En l’espèce, compte tenu des circonstances de la cause et de la position des parties, il n’apparaît pas équitable de condamner Monsieur [X] [B] au titre de l’article 700 du Code de procédure civile. Madame [U] [T] épouse [D] sera donc déboutée de sa demande à ce titre.
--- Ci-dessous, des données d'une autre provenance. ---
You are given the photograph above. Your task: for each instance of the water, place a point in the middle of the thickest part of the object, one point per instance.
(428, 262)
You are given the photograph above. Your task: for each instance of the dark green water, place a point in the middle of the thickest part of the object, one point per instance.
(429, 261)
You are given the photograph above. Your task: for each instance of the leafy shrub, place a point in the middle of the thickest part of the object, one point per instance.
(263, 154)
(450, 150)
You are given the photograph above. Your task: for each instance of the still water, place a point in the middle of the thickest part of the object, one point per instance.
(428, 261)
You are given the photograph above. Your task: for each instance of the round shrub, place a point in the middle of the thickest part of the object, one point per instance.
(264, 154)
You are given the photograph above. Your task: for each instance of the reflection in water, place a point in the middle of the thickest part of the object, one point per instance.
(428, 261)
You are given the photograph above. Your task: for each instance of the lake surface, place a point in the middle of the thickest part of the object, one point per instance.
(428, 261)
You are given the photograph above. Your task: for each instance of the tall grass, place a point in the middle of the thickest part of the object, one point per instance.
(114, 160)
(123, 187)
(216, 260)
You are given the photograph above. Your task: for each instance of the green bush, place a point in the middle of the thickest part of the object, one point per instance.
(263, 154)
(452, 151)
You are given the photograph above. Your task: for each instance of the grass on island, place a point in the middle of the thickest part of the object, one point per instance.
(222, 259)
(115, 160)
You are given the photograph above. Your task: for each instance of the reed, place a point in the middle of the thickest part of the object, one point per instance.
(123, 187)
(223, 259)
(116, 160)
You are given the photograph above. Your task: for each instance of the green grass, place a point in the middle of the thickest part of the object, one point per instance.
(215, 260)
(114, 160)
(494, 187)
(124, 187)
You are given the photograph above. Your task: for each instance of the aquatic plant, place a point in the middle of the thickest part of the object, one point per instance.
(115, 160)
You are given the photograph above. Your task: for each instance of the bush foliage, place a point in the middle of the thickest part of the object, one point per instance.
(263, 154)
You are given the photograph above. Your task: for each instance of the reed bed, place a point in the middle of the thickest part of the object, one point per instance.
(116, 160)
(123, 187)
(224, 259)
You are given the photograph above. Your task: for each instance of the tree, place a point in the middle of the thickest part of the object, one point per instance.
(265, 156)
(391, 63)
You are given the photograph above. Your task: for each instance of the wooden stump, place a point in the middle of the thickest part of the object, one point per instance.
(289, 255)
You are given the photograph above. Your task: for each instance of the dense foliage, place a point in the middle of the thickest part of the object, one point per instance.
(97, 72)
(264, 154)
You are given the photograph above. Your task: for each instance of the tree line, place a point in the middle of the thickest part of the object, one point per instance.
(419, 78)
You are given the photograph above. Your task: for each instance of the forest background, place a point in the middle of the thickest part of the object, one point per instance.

Le jugement est de plein droit assorti de l’exécution provisoire.
PAR CES MOTIFS,
Le juge des contentieux de la protection, statuant par mise à disposition au greffe, par décision contradictoire et en premier ressort,
DECLARE recevable les observations et pièces transmises en cours de délibéré par chacune des parties ;
DECLARE recevable l’intervention volontaire de Madame [P] [L], assistée de son curateur, l’UDAF31 ;
VALIDE le congé délivré par Madame [U] [T] épouse [D] le 07 avril 2023 avec effet au 10 octobre 2023 ;
RAPPELLE que les délais prévus aux articles L412-1 et L412-6 du Code des procédures civiles d’exécution sont applicables au présent litige ;
DEBOUTE Monsieur [X] [B] et Madame [P] [L], assistée de son curateur, l’UDAF31, de leur demande de délai supplémentaire pour quitter les lieux en application des articles L412-3 et L412-4 du Code des procédures civiles d’exécution ;
ORDONNE en conséquence à Monsieur [X] [B] de libérer les lieux et de restituer les clés à compter de la signification de la présente décision ;
DIT qu’à défaut pour Monsieur [X] [B] d’avoir volontairement libéré les lieux et restitué les clés, Madame [U] [T] épouse [D] pourra, deux mois après la signification d’un commandement de quitter les lieux, faire procéder à son expulsion ainsi qu’à celle de tous occupants de son chef, y compris le cas échéant avec le concours d’un serrurier et de la force publique ;
CONDAMNE Monsieur [X] [B] à verser à Madame [U] [T] épouse [D] une indemnité mensuelle d’occupation d’un montant équivalent à celui du loyer et des charges, tel qu’il aurait été si le contrat s’était poursuivi, à savoir la somme de 642,71 euros, à compter du 11 octobre 2023 et jusqu’à la date de la libération effective et définitive des lieux, caractérisée par la restitution des clés ;
DEBOUTE Madame [U] [T] épouse [D] de sa demande au titre de l’article 700 du Code de procédure civile ;
CONDAMNE Monsieur [X] [B] aux entiers dépens de la présente instance, en ce compris le coût du constat du 13 novembre 2023 mais à l’exclusion du coût du congé pour vendre délivré ;
RAPPELLE que le jugement est de plein droit exécutoire par provision.